Needless to say, the list has attracted public curiosity and also aroused nationalist sensibilities. The rankings are based on a country's population and industrial and military resources among other factors. India actually ranks above China in its total military manpower, which stood at 4,207,250 personnel versus 3,712,500 for Beijing. However, this number is misleading as it involves India's large 'reserve' components and China's number of active personnel stands at 2.2 million personnel against India's strength of 1.36 million personnel.

Pakistan, always touted as India's arch-rival, is ranked in the 13th spot in the GFP list, with a total of 9,19,000 military personnel.

However, it would be prudent to remember Global Firepower's logo itself includes “strength in numbers” and the new GFP list is almost entirely based on the numbers game. The rankings don't take into account the nature of a country's nuclear arsenal, so the UK and France, which have proven nuclear strike capabilities via submarines, rank below India and China, which still have fledgling submarine-launched ballistic missile capabilities.

Another flaw in the ranking is that while it includes a country's natural resource and industrial/logistics base (airports/seaports), it doesn't take into account a country's technology base, so India ranks way ahead of Israel, which is its second largest arms supplier! The muddled state of decision making and lack of progress in numerous indigenous ventures means India is likely to remain reliant on foreign countries for its technology requirements for the foreseeable future.

And a sound technology base also matters in how a military is used, in particular in intensive, 'expeditionary' roles, which require deployment to distant locations.

While the maxim quantity has a quality of its own—often attributed to Stalin—still matters, countries are moving away from a manpower-centric concept of war-fighting. China's People's Liberation Army, for long the world's largest army, has steadily cut numbers from a high of 4.5 million personnel in 1980 as it has sought to build power-projection capabilities and embrace the concept of 'asymmetric' warfare to build up its potential to deter, if not confront, a technologically superior US.
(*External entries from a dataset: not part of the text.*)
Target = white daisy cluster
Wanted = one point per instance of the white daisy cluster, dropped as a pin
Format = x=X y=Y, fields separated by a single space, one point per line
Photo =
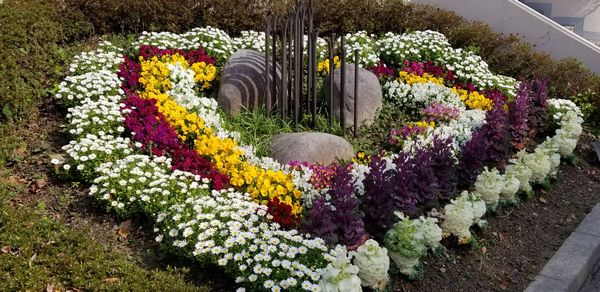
x=214 y=41
x=431 y=45
x=106 y=57
x=183 y=91
x=419 y=95
x=94 y=116
x=461 y=130
x=90 y=150
x=419 y=45
x=366 y=45
x=373 y=263
x=143 y=183
x=251 y=40
x=91 y=85
x=409 y=240
x=225 y=227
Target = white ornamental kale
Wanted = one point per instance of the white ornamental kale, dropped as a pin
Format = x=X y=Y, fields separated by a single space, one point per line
x=550 y=148
x=558 y=108
x=490 y=184
x=461 y=213
x=373 y=263
x=518 y=169
x=340 y=275
x=511 y=187
x=408 y=241
x=538 y=162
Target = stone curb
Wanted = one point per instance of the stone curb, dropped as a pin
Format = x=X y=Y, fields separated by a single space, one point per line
x=568 y=269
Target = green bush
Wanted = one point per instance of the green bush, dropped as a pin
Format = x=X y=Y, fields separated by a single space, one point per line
x=30 y=54
x=39 y=253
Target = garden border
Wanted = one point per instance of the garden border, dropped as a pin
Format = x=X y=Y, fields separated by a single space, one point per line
x=568 y=269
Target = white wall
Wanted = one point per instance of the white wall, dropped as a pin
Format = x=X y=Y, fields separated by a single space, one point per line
x=512 y=16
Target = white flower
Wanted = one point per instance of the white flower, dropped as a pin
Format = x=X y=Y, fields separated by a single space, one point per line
x=373 y=264
x=490 y=184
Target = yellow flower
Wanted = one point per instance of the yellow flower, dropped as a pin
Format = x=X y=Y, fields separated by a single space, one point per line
x=410 y=78
x=263 y=185
x=323 y=67
x=474 y=100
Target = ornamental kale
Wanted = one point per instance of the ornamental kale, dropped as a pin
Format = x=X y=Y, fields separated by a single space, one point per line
x=339 y=220
x=538 y=104
x=519 y=112
x=376 y=202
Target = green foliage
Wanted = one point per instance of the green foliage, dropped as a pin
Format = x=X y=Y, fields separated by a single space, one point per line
x=39 y=252
x=30 y=54
x=256 y=128
x=373 y=136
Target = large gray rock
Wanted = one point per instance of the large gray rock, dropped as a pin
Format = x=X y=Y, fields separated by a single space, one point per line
x=370 y=97
x=310 y=147
x=243 y=81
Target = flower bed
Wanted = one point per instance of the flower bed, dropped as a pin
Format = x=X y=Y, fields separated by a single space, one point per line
x=149 y=137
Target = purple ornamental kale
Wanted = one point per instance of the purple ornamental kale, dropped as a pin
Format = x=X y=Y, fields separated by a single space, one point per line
x=378 y=201
x=340 y=220
x=519 y=113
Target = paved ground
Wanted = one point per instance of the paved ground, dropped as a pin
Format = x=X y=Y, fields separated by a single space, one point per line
x=592 y=283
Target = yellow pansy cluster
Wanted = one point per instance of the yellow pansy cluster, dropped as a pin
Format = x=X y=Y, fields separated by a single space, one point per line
x=155 y=73
x=410 y=78
x=262 y=184
x=323 y=66
x=474 y=99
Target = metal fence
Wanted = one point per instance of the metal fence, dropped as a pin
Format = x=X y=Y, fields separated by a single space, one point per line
x=297 y=94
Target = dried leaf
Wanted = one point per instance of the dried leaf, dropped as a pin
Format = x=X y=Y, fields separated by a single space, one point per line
x=6 y=249
x=39 y=184
x=123 y=230
x=31 y=259
x=111 y=280
x=501 y=236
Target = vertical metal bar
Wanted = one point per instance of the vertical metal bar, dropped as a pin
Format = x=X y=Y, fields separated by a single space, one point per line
x=267 y=71
x=297 y=65
x=283 y=88
x=291 y=67
x=274 y=61
x=342 y=83
x=356 y=93
x=331 y=77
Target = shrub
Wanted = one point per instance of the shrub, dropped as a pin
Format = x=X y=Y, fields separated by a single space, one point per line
x=30 y=55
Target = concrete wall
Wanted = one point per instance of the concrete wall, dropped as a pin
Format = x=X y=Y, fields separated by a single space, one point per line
x=582 y=16
x=512 y=16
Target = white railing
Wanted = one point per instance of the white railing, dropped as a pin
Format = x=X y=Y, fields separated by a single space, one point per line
x=512 y=16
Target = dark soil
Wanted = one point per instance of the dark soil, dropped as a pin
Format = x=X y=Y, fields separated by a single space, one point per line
x=70 y=203
x=520 y=240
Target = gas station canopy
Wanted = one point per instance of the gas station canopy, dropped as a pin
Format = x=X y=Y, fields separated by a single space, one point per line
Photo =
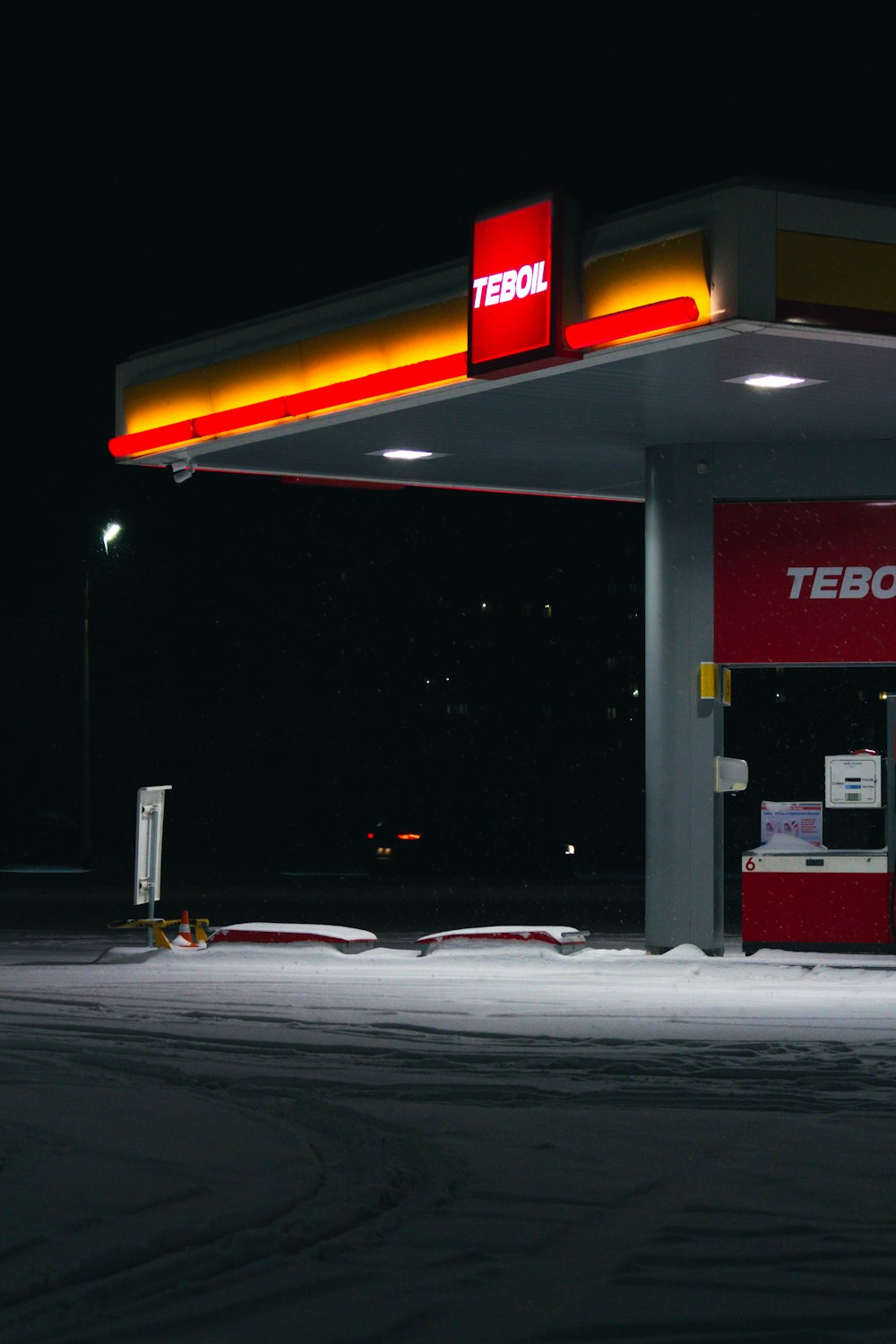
x=782 y=282
x=727 y=357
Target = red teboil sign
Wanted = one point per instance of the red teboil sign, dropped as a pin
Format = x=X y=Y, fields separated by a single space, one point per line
x=805 y=582
x=516 y=290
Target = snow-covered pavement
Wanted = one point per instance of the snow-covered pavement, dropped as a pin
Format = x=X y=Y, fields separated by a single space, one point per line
x=476 y=1145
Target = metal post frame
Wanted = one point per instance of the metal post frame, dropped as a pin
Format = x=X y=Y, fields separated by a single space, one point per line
x=151 y=814
x=684 y=734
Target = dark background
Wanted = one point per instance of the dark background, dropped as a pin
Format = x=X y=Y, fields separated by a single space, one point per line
x=298 y=663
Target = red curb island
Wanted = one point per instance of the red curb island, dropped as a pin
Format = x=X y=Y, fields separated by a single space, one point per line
x=562 y=937
x=333 y=935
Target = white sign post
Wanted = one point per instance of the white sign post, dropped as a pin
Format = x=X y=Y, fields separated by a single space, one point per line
x=151 y=814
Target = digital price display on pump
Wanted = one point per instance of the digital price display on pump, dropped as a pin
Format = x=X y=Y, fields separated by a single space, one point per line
x=853 y=781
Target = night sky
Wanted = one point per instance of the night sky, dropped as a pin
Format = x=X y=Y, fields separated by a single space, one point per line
x=288 y=659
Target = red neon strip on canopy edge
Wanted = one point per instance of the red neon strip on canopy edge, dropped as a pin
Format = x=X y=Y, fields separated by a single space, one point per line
x=390 y=382
x=632 y=322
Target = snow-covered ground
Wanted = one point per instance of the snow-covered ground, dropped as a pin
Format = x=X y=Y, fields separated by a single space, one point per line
x=489 y=1144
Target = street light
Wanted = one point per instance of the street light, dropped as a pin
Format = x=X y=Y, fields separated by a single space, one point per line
x=109 y=534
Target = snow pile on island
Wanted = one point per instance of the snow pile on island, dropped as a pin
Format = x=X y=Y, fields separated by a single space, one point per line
x=332 y=935
x=557 y=935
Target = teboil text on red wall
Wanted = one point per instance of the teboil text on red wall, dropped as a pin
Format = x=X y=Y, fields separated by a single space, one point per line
x=805 y=583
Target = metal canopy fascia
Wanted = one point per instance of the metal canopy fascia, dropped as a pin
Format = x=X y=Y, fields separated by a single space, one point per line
x=583 y=427
x=583 y=430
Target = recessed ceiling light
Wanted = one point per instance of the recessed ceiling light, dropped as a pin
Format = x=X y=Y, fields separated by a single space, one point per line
x=405 y=454
x=772 y=381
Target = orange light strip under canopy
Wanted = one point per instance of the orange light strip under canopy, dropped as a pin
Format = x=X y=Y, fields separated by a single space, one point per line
x=390 y=382
x=632 y=322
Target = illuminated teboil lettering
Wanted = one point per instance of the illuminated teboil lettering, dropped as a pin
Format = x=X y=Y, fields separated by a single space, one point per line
x=842 y=581
x=506 y=285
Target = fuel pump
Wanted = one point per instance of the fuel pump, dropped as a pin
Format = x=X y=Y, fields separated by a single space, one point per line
x=804 y=897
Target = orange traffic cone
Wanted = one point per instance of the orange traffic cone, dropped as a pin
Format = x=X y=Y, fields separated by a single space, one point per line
x=185 y=937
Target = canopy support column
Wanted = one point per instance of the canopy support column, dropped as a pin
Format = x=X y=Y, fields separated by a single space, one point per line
x=684 y=814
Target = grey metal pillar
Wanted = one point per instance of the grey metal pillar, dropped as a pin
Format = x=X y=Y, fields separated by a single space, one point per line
x=684 y=734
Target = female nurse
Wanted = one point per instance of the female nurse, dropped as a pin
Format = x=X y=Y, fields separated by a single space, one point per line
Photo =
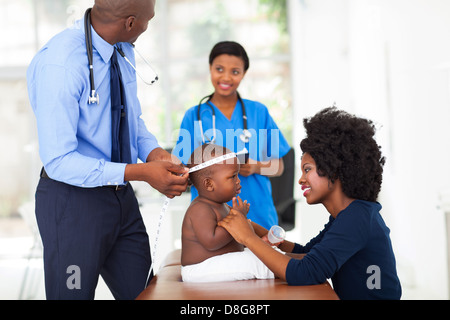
x=236 y=123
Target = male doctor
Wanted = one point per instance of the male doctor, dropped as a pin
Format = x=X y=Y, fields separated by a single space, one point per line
x=87 y=212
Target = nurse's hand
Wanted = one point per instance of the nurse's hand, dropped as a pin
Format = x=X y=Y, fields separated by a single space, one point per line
x=238 y=226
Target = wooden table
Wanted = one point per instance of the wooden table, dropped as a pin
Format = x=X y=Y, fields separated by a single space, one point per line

It pays to remember that the last conflict between two 'large' rivals was the liberation of Kuwait in 1991 when Iraq, which then had the world's fifth largest military, squared off against a US-led coalition. The result of that conflict was studied extensively across the world: if North Korea decided to hedge its bets on nuclear weapons, China decided to upgrade its armed forces holistically.

The GFP ratings make for interesting reading, but given the fact that it excludes major parameters such as technology and nuclear capability, it is hardly revealing of a country's ability to project power in a changing world.